On 5 Jul 2007, tom@tacocat.net stated:

> On 7/2/2007, "Nix" wrote:
>
>
>>If you wanted to replace all other scoring mechanisms with the Bayes DB,
>>you'd need a second Bayes DB for this, anyway, or you'd need the tokens
>>corresponding to typically negative-scoring rules to have values which
>>cannot appear in the body of an email. Anything else would enable spammers
>>to force both FPs and FNs by customizing spam appropriately to include
>>suitable NO_FOO/YES_FOO values.

>
> That's why the data is being passed in as a second reference, nothing to
> do with the message. Seems to be working well, but there's some
> optimization to include.


It doesn't just need to be a second reference. The tokens need to be
independent of the message-derived tokens in the Bayes database itself
as well: i.e., it needs to be impossible for spammers to generate tokens
in the message body which can be used to influence the scores of the
tokens in the Bayes DB which correspond to the Bayes-scored rule hits.

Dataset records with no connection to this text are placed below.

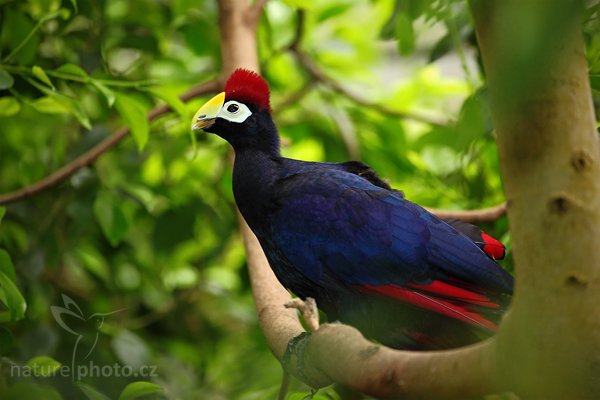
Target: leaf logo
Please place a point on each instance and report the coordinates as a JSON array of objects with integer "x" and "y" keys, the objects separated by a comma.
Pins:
[{"x": 65, "y": 316}]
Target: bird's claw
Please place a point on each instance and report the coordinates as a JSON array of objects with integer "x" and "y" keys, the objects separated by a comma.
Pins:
[{"x": 308, "y": 309}]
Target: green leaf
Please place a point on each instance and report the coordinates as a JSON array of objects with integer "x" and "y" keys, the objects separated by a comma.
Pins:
[
  {"x": 74, "y": 4},
  {"x": 72, "y": 69},
  {"x": 52, "y": 105},
  {"x": 90, "y": 392},
  {"x": 64, "y": 103},
  {"x": 110, "y": 217},
  {"x": 136, "y": 390},
  {"x": 130, "y": 349},
  {"x": 405, "y": 34},
  {"x": 6, "y": 265},
  {"x": 44, "y": 365},
  {"x": 108, "y": 94},
  {"x": 134, "y": 115},
  {"x": 9, "y": 106},
  {"x": 6, "y": 80},
  {"x": 26, "y": 389},
  {"x": 172, "y": 101},
  {"x": 7, "y": 341},
  {"x": 12, "y": 298},
  {"x": 39, "y": 73}
]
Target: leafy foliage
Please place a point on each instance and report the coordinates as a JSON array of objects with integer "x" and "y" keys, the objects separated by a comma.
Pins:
[{"x": 145, "y": 241}]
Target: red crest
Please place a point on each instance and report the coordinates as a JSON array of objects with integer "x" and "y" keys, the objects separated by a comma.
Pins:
[{"x": 248, "y": 87}]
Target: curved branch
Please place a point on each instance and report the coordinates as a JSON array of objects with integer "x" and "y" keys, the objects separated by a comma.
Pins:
[
  {"x": 91, "y": 155},
  {"x": 473, "y": 216}
]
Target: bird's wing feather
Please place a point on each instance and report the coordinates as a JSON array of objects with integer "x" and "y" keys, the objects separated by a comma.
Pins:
[{"x": 335, "y": 224}]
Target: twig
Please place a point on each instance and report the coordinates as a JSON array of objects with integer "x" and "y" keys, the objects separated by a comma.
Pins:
[
  {"x": 319, "y": 75},
  {"x": 91, "y": 155},
  {"x": 481, "y": 215}
]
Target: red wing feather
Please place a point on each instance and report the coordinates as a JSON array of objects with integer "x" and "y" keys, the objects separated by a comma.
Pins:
[{"x": 430, "y": 301}]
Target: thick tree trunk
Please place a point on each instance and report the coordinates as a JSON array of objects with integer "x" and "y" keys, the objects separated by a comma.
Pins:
[{"x": 549, "y": 346}]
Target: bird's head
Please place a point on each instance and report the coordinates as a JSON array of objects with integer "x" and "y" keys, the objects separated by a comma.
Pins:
[{"x": 241, "y": 114}]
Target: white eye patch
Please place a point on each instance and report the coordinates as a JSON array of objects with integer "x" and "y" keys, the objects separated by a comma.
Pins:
[{"x": 234, "y": 112}]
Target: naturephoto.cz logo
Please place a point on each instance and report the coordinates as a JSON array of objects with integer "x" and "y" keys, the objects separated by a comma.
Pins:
[{"x": 86, "y": 332}]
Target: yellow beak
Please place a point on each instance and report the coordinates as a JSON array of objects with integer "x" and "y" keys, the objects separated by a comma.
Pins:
[{"x": 207, "y": 114}]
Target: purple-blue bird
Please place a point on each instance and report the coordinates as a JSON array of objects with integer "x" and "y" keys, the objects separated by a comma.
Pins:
[{"x": 340, "y": 234}]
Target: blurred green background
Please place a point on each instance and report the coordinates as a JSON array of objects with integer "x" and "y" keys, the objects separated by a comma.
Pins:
[{"x": 137, "y": 260}]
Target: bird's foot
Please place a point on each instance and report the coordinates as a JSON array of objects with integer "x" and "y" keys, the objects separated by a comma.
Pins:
[{"x": 309, "y": 311}]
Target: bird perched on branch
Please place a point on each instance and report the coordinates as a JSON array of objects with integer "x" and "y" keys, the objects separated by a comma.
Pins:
[{"x": 340, "y": 234}]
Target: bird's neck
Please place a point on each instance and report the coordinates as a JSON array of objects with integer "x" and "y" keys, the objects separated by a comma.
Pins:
[{"x": 254, "y": 173}]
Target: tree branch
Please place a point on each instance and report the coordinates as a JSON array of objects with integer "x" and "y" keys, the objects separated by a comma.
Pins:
[
  {"x": 473, "y": 216},
  {"x": 91, "y": 155}
]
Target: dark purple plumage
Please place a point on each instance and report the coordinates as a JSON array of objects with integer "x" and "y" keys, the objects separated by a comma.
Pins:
[{"x": 370, "y": 258}]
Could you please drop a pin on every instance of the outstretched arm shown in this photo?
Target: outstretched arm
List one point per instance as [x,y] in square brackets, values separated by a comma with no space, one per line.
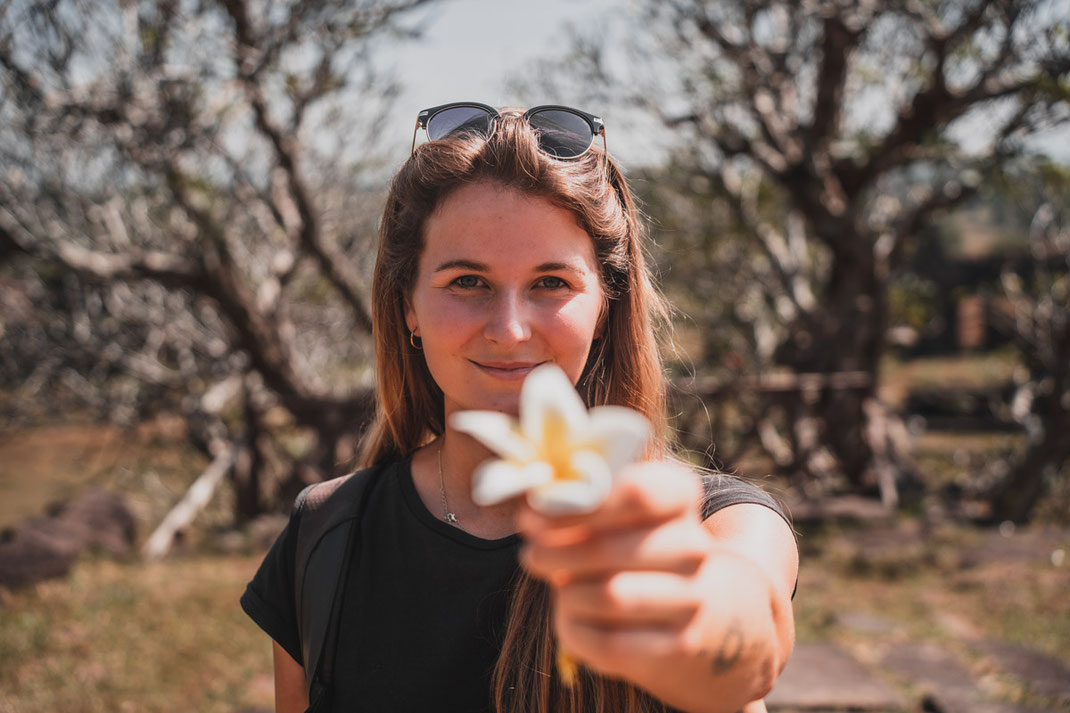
[698,613]
[290,696]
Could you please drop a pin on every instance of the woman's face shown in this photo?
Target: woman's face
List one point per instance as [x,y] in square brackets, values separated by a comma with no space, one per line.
[506,282]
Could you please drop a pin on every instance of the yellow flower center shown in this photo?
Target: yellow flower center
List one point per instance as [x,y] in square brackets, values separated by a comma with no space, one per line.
[558,449]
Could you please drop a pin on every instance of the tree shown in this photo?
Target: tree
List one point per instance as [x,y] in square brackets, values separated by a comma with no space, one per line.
[832,132]
[188,177]
[1038,319]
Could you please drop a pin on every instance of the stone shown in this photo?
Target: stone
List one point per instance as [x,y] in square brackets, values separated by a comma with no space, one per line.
[865,623]
[1045,676]
[946,683]
[821,677]
[45,547]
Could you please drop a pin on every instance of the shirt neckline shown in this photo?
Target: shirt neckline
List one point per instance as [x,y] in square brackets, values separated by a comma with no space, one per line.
[418,510]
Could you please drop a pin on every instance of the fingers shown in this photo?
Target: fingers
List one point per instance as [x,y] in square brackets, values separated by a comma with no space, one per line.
[677,546]
[629,600]
[614,649]
[643,494]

(btw, Tom, what's wrong with your mailer? ^M characters --- CRCRLF line
terminators on the wire, perhaps? --- a doubled-up Subject line, and two
To: lines, one with fullnames, one without... I cleaned up the ^Ms in
this response.)

--
`... in the sense that dragons logically follow evolution so they would
be able to wield metal.' --- Kenneth Eng's colourless green ideas sleep
furiously